La spiegazione che tu dai circa il continuo avvicinarsi dei prezzi dei prodotti da agricoltura biologica a quelli da agricoltura convenzionale e’corretta ma non sufficiente a spiegare il fenomeno. Oltre una decina di anni fa ho provato a trasformare la mia azienda risicola in azienda biologica così come parecchie aziende della mia zona. Nel corso dei quattro anni iniziali ho capito che attenendomi ai regolamenti per la produzione biologica non avrei potuto produrre reddito e quindi mi sono trovato a dover scegliere se produrre biologico in barba ai regolamenti o abbandonare . Io, al contrario di molti altri, ho abbandonato non volendo assumermi la responsabilità penale (frode) e morale di immettere sul mercato prodotti certificati bio che bio non sono. Assicuro che tutti i produttori di cereali , anche colori che coltivano cereali biologici, sanno che non e’ possibile coltivarli in modo estensivo, così come avviene, senza l’uso di fitosanitari e concimi chimici . Come e’possibile tutto ciò ? Ritengo che vi sia un tacito consenso politico alla frode sul biologico . Mi spiego meglio , non penso vi sia la volontà politica ad imporre controlli seri sulle coltivazioni biologiche in quanto sono tutti consapevoli che controlli seri porterebbero ad una diminuzione drastica della produzione con prezzi che a quel punto sarebbero accessibili veramente per pochissmi mettendo così in discussione tutta l’impostazione ideologica sull’agricoltura “pulita” con cui la politica tanto si e’ riempita la bocca e a fatto proselitismo tra gli ignoranti negli ultimi decenni. Basterebbe veramente poco impegno scoprire “botti per il diserbo” in appezzamenti convertiti a produzione biologica; ve lo assicuro.
Intorno al biologico ci sono diversi fenomeni che possono aver contribuito a gonfiare artificialmente l’offerta, e quindi alla diminuzione dei prezzi all’origine. Oltre al finto biologico prodotto con metodi più o meno convenzionali, c’è anche il finto biologico che non è mai stato prodotto ma solo fatturato, dato che i controlli, come è ovvio che sia, avvengono solo sul cartaceo.
Ma al tempo stesso ci sono molte aziende per le quali il biologico è solo un sistema per galleggiare su maggiori sussidi, e che preferiscono rischiare il meno possibile, producendo poco o nulla. Non so però quanto questi fenomeni, dei quali ho esperienza ma che è difficile quantificare, abbiano realmente inciso sull’offerta e quindi sui prezzi.

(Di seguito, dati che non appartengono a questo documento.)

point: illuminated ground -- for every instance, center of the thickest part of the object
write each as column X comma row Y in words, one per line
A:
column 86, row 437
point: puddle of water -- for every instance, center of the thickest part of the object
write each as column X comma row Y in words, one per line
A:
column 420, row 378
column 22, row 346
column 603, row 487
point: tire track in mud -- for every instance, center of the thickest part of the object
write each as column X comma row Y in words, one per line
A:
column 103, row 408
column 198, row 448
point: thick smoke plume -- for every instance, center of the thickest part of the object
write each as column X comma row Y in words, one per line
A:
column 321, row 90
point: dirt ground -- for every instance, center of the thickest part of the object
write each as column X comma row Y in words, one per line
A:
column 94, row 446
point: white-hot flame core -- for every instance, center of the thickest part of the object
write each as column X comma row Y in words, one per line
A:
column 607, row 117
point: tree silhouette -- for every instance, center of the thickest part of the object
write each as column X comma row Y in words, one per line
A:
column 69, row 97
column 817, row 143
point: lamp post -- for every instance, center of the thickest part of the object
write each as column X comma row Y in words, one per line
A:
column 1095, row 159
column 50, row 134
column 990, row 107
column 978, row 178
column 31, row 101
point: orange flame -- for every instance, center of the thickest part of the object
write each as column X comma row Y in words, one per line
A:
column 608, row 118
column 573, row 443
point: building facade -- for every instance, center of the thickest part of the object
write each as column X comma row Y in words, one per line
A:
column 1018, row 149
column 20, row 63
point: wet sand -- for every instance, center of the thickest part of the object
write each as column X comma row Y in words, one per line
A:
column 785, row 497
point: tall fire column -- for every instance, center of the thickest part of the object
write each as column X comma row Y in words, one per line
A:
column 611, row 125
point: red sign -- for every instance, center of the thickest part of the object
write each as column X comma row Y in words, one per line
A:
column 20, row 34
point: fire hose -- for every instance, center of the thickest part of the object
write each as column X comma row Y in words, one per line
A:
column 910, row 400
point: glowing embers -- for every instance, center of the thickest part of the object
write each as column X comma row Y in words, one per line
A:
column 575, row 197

Voglio solo dirti che una partita di risone certificato biologico di 100000 qli proveniente dalla Romania e portato in italia dal Dott Scotti ha bloccato il mercato del risone biologico italiano per parecchi mesi facendo scendere il prezzo sul mercato interno del bio a soli 10 euro a tonnellata di differenza da quello normale. Nessun problema tanto le produzioni di risone bio ad ettaro coincidono con le produzioni produzioni che si ottengono con agricoltura tradizionale
all’esselunga 1kg di superfino bio costa eu2.22, 1kg di superfino scotti no bio eu3.09 !!! come mai? anch’io sono risicoltore e coltivo in modo tradizionale: vi assicuro che se non usassi pesticidi e concimi chimici npk sarebbe durissima produrre con reddito, senza parlare del trattamento di protezione della pianta……
@Mauro e Fulco. Non conosco la situazione del riso, sono geograficamente troppo distante dalle aree di produzione, ma la situazione alla quale accennate puzza abbastanza e sembra meritare qualche approfondimento: avete qualche dato in più? Magari contattatemi per email.